Politics

After the Big Think

What Barack Obama learned on his vacation.

Obama on vacation

During Barack Obama’s vacation, we got a chance to see him eat shave ice with his daughters, play golf and body surf. But did he get a chance to think? Did he reacquaint himself with the “big picture” he worried he’d lost on the campaign trail? In short, did he heed this wise advice?

The short answer is, I don’t know—especially to that last question. But I have discovered a few things about what he appears to have learned while on vacation.

1.Keep it big: According to aides, Obama returned from Hawaii resolved to put even more emphasis on an earlier theme: This is a turning-point election. Big issues are at stake. By stressing the enormity of the problems the nation faces, Obama hopes to show Americans that he understands how unhappy they are with the country’s direction. But he also hopes to rebuild an appetite for change, the strongest element of his brand. Only through a wholesale rethinking of the current political system—a rethinking that Obama has promised—can such large problems be solved. One of the campaign’s main messages has always been “change vs. more of the same.” Now we’re going to hear it even more.

2.Show them how you feel: Speaking in Albuquerque, N.M., Monday about equal pay for women, Obama said that he didn’t want his daughters “to ever confront a situation where they are disadvantaged because of their gender. The thought of it makes my blood boil.” Really? Perhaps he watched Jack Cafferty while on vacation, because that’s not the way the senator usually speaks, and you won’t find that kind of language on his Web site. When he’s spoken about pay equity before, he’s mentioned his daughters, but he hasn’t reached even a simmer.

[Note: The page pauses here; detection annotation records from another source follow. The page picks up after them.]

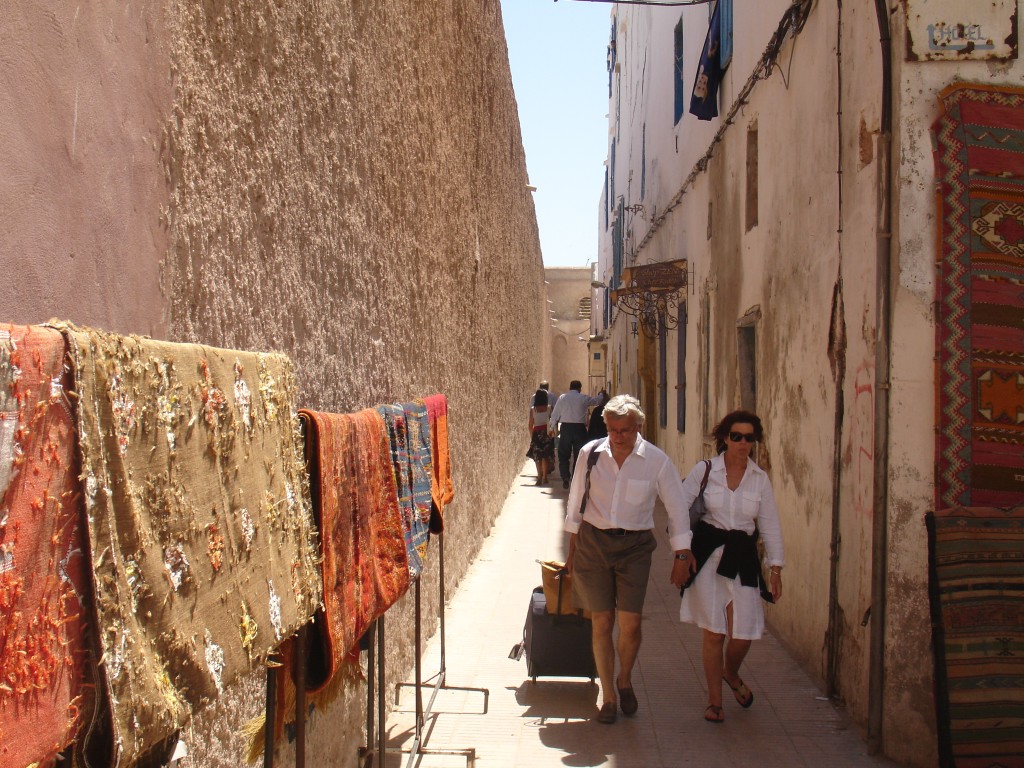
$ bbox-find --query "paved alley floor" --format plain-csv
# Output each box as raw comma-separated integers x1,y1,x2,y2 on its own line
386,462,894,768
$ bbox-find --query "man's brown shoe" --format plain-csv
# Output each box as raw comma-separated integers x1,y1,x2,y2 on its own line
618,688,640,715
597,701,618,725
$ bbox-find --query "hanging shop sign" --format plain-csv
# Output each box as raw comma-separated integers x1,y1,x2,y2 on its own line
906,0,1017,61
611,259,687,338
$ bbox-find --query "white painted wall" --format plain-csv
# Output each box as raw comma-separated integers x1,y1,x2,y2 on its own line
599,0,1024,765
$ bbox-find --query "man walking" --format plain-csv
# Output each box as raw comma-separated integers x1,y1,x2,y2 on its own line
565,399,695,724
548,379,600,488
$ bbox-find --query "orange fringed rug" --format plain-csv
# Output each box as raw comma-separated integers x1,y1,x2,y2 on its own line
253,409,410,753
300,409,410,689
422,394,455,534
0,325,93,766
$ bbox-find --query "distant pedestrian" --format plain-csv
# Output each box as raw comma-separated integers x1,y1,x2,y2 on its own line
526,389,555,485
672,411,783,723
587,389,608,442
550,379,598,488
563,394,693,724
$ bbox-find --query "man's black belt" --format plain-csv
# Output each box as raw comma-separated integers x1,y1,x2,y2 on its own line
591,525,644,536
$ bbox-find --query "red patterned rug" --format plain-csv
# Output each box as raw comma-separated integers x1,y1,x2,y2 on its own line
932,83,1024,509
0,323,94,768
925,507,1024,768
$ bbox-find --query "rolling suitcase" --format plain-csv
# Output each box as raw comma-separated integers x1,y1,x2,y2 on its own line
523,587,597,682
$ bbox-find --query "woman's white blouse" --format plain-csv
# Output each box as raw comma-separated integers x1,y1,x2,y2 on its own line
683,455,785,565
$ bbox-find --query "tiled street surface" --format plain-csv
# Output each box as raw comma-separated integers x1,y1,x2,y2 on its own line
386,462,894,768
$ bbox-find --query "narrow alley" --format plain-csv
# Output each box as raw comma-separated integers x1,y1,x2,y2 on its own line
386,462,896,768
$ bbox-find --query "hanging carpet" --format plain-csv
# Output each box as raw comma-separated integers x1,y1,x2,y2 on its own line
932,83,1024,508
422,394,455,534
299,409,410,690
377,400,433,581
0,324,94,766
926,507,1024,768
67,327,321,764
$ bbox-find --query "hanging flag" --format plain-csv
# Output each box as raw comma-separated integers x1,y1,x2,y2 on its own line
690,3,722,120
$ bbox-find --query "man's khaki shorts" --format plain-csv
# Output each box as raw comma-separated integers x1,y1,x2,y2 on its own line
572,520,657,613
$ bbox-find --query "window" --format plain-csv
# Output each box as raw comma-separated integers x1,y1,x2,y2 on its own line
746,123,758,231
657,314,669,429
676,302,686,432
700,301,712,434
736,307,761,413
640,123,647,200
718,0,732,72
610,199,626,288
673,17,686,125
577,296,591,319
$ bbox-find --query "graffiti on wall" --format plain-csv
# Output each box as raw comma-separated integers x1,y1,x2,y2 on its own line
850,365,874,516
906,0,1017,61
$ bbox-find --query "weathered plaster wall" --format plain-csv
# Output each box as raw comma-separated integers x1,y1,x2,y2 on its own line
885,3,1024,761
0,0,174,337
544,267,595,394
600,2,1011,765
0,0,544,767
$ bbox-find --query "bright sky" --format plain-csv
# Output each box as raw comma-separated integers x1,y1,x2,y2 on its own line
501,0,611,266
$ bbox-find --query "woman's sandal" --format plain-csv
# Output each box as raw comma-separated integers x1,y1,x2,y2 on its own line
705,705,725,723
722,677,754,710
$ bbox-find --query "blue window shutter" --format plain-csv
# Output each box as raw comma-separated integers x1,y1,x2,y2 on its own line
673,18,686,125
718,0,732,70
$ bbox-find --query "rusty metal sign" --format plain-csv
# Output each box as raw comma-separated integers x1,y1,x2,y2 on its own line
620,259,686,293
905,0,1017,61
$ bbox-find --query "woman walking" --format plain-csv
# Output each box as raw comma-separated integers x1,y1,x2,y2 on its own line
672,411,783,723
526,389,555,485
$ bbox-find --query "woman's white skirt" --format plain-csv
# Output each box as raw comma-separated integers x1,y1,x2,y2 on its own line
679,547,765,640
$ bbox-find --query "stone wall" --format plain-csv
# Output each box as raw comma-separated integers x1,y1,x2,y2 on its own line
0,0,548,766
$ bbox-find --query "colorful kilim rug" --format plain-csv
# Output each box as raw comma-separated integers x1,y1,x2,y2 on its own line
0,324,94,768
67,328,321,764
422,394,455,534
300,409,409,684
932,83,1024,509
926,507,1024,768
377,403,432,581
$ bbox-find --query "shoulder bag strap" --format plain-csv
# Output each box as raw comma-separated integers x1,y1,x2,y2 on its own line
580,438,607,519
700,459,711,497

This little rhetorical flash of passion connected with something I’ve been hearing from Obama aides lately. One of the challenges for the Obama campaign is showing that a man of his unusual background shares the values and concerns of “regular Americans.” (Mark Penn focused on this difficulty in his famous strategy memo that argued Obama wasn’t “fundamentally American.”) The campaign has tried various ways to show Obama’s core. They’ve used ads in which he’s said the word “values” a lot, and they’ve highlighted his biography.

But talking about the temperature of his blood is a whole new way for Obama to connect with voters. He’s showing that he can get emotional about the same things everybody gets emotional about. He’s not just saying he’s going to solve their problems, he’s showing voters he’s as impatient with them as they are. It’s a quality he wants in his vice president, too. “I want somebody who is mad right now, that people are losing their jobs,” Obama said Tuesday in North Carolina, “mad right now that people have seen their incomes decline.” Says a senior Obama aide:“The values argument is best conveyed by showing people what he’ll fight for.” If the strategy sounds familiar, that’s because Hillary used it, too.

3.Stay in McCain’s face: Obama has been going after John McCain since before he won the Democratic nomination. It was, for a time, part of the compulsory primary exercises to show that he was tough enough to handle the Democratic nomination. Before he left for vacation, he was hitting McCain on energy policy and, more pointedly, suggesting that McCain was trying to use his race against him.

But in the last few days he’s made his attacks even sharper, emphasizing the link between McCain and Bush and portraying McCain as a poll-driven Washington insider out of touch with regular people. In perhaps the most aggressive attack on his opponent’s values, he raised questions about McCain’s honor. “I have never suggested, and never will, that Sen. McCain picks his positions on national security based on politics or personal ambition,” he said. “I have not suggested it because I believe that he genuinely wants to serve America’s national interest. Now, it’s time for him to acknowledge that I want to do the same.”

Barack Obama probably won’t get another chance to have a big think until his next vacation. Then he’ll either be resigning himself to a few more years as a book-writing senator or puzzling over how to set the course for the most powerful nation on the planet.